Amara West 2014: A typical suburban house (or not?)

House D12.7 at Amara West
Mat Dalton, University of Cambridge

A team of workmen from Ernetta Island and I have started excavation of a large and previously unexplored house (D12.7), located in the suburb just outside of the town’s thick perimeter wall and West Gate, not far from the large villa (D12.5) excavated by Rizwan Ahmed and Vera Michel in 2013. The house is directly adjacent to house D12.6, currently under excavation by David Fallon.

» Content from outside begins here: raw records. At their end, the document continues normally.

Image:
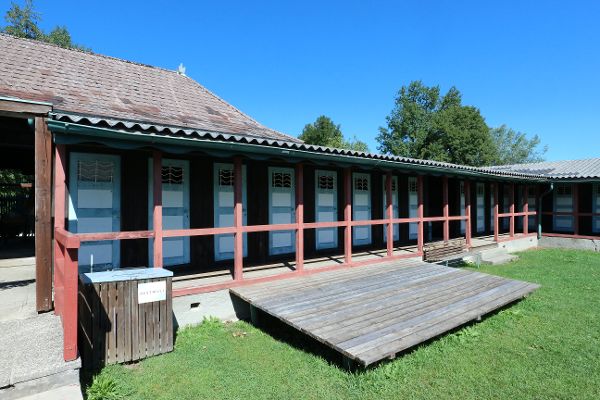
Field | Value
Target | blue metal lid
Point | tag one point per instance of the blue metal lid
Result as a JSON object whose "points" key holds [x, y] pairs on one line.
{"points": [[126, 274]]}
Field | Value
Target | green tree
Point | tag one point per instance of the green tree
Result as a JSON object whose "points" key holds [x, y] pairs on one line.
{"points": [[514, 147], [426, 124], [324, 132], [23, 22]]}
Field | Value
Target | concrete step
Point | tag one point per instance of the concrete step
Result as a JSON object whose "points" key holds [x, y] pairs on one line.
{"points": [[31, 357]]}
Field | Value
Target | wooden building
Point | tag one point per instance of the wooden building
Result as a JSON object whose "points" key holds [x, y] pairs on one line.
{"points": [[136, 166]]}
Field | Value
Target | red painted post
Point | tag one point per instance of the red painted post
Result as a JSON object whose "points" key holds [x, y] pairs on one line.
{"points": [[390, 214], [526, 209], [238, 250], [496, 219], [468, 213], [446, 209], [512, 210], [69, 314], [60, 196], [157, 212], [300, 217], [420, 238], [575, 208], [347, 216]]}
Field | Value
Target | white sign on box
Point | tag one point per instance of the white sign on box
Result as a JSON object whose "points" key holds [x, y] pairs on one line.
{"points": [[152, 291]]}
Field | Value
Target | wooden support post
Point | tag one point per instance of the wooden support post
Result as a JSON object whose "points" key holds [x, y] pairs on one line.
{"points": [[238, 251], [300, 218], [420, 233], [60, 198], [512, 210], [575, 208], [69, 313], [389, 214], [468, 213], [446, 210], [157, 211], [347, 216], [43, 215], [496, 219], [526, 209]]}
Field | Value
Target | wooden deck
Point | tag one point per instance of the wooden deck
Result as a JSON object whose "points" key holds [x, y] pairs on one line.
{"points": [[374, 312]]}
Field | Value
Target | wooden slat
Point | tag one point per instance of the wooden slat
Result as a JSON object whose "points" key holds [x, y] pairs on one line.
{"points": [[372, 313]]}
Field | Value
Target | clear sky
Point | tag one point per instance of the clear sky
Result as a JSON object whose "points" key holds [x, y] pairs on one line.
{"points": [[534, 66]]}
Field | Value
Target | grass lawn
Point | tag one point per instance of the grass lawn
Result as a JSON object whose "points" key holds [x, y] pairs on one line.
{"points": [[546, 346]]}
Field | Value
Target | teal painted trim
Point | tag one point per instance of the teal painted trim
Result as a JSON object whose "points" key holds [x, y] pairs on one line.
{"points": [[122, 138], [75, 212]]}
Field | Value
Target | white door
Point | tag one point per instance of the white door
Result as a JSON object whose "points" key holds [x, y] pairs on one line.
{"points": [[563, 202], [94, 207], [223, 183], [480, 207], [413, 207], [175, 210], [394, 208], [326, 208], [596, 208], [281, 209], [463, 223], [361, 208]]}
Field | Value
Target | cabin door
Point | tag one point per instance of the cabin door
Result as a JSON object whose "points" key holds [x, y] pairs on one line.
{"points": [[563, 202], [480, 200], [361, 208], [94, 207], [281, 209], [463, 223], [596, 207], [413, 207], [326, 208], [394, 208], [176, 210], [223, 182]]}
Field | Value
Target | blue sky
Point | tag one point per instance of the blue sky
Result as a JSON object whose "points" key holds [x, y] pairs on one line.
{"points": [[534, 66]]}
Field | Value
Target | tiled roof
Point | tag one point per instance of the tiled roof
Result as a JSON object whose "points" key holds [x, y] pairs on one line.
{"points": [[570, 169], [87, 84]]}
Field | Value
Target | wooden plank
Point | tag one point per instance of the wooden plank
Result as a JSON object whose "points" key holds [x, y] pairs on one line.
{"points": [[43, 215]]}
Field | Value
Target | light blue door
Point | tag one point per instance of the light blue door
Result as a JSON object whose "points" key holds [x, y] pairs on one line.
{"points": [[176, 210], [413, 207], [563, 202], [394, 208], [361, 208], [596, 207], [281, 209], [223, 184], [94, 207], [326, 208]]}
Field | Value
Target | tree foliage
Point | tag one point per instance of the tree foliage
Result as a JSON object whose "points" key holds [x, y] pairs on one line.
{"points": [[426, 124], [515, 148], [324, 132], [24, 22]]}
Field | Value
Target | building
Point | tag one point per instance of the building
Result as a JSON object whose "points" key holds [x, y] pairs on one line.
{"points": [[135, 166]]}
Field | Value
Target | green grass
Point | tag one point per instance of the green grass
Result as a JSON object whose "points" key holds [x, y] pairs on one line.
{"points": [[546, 346]]}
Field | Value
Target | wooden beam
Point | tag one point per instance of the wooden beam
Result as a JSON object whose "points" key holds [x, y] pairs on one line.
{"points": [[347, 215], [43, 215], [496, 219], [23, 109], [390, 214], [300, 217], [468, 213], [420, 232], [446, 210], [512, 210], [238, 250], [157, 212]]}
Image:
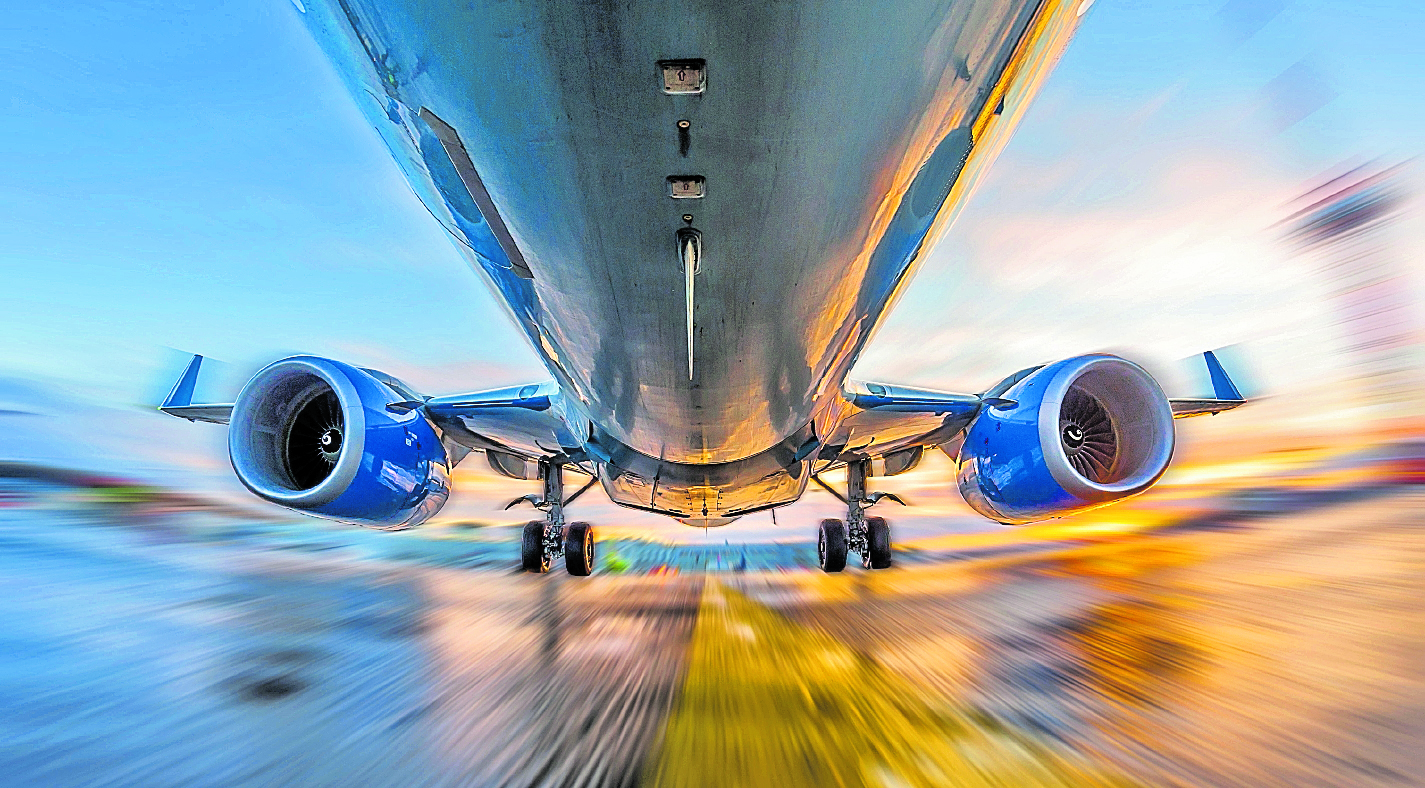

Mat standing in house D12.7, after clearance of surface sand

Mat standing in house D12.7, after clearance of surface sand

Within the walled town of Amara West, the form of many houses has been shaped or in some cases even dictated by both the limited amount of available space and the complex layers of older buildings located beneath and beside them. In the settlement’s western suburbs, many buildings (including D12.7) appear to have instead been built on open ground, which may give us the opportunity to see how some of the town’s inhabitants decided to lay out and configure their houses in an area where restricted space and pre-existing architecture were not such a pressing issue.

Kite photograph with House D12.7 under excavation. North to right.

Kite photograph with House D12.7 under excavation. North to right.

As is so often the case at the site, a quick brushing away of surface sand has already revealed the preserved tops of D12.7’s walls, giving us a convenient overview of the house’s layout before we even start to excavate. From this vantage point, we can already see that the house has at least eight rooms. In the front of the house, there is a single entrance from the street into a porch and entrance chamber, divided by a thin semi-circular wall, possibly built to keep sand from entering the house. From here, there is a doorway into the middle section of the house, which contains a long (and possibly subdivided) transverse hall.

A doorway at the end of this hall leads into the rear part of the house, which contains a large square space with a mud brick mastaba -seating platform, flanked by two almost identically-sized long and narrow rooms. These three main suites of rooms would appear to fit well with the tripartite model of access and privacy proposed for New Kingdom houses, based particularly upon the many domestic buildings uncovered at the late 18th Dynasty city of Tell el-Amarna in Middle Egypt. Less easily explained by this model, however, is a pair of rooms that contain at least three bread ovens, built against the western wall of the house at some later stage in its history. Why did these installations, which were apparently not regarded as an integral part of the house’s original foundation, eventually become a necessity for its residents?

One of the back rooms (southeastern) after removal of windblown sand and rubble

One of the back rooms (southeastern) after removal of windblown sand and rubble

Over the next few weeks we will be exploring this and other questions by excavating and recording the deposits, surfaces and features inside the house, as well as the artefacts contained within and upon them. Walls and rooms form only one part of how a house is lived in, and experienced by, its inhabitants. Equally important are the way in which residents structure and organize domestic space through the placement of furniture and personal possessions, the adornment and decoration of walls and floors, and of course the uses that they put specific rooms to.

As well as supervising excavations in D12.7, I will also be taking samples of mud plaster floors and walls from within the building for sediment thin section micromorphological analysis, in order to learn more about the way in which residents modified and used specific areas of the house, as well as how these uses may have changed over time. This micro-scale evidence, when considered in relation to the architecture and artefactual assemblage of the building, should help us to explain how a house, that may have been laid out on open ground to reflect a particular way of living or ideal, has been inhabited and perhaps adapted and changed over time, to suit its residents’ changing needs.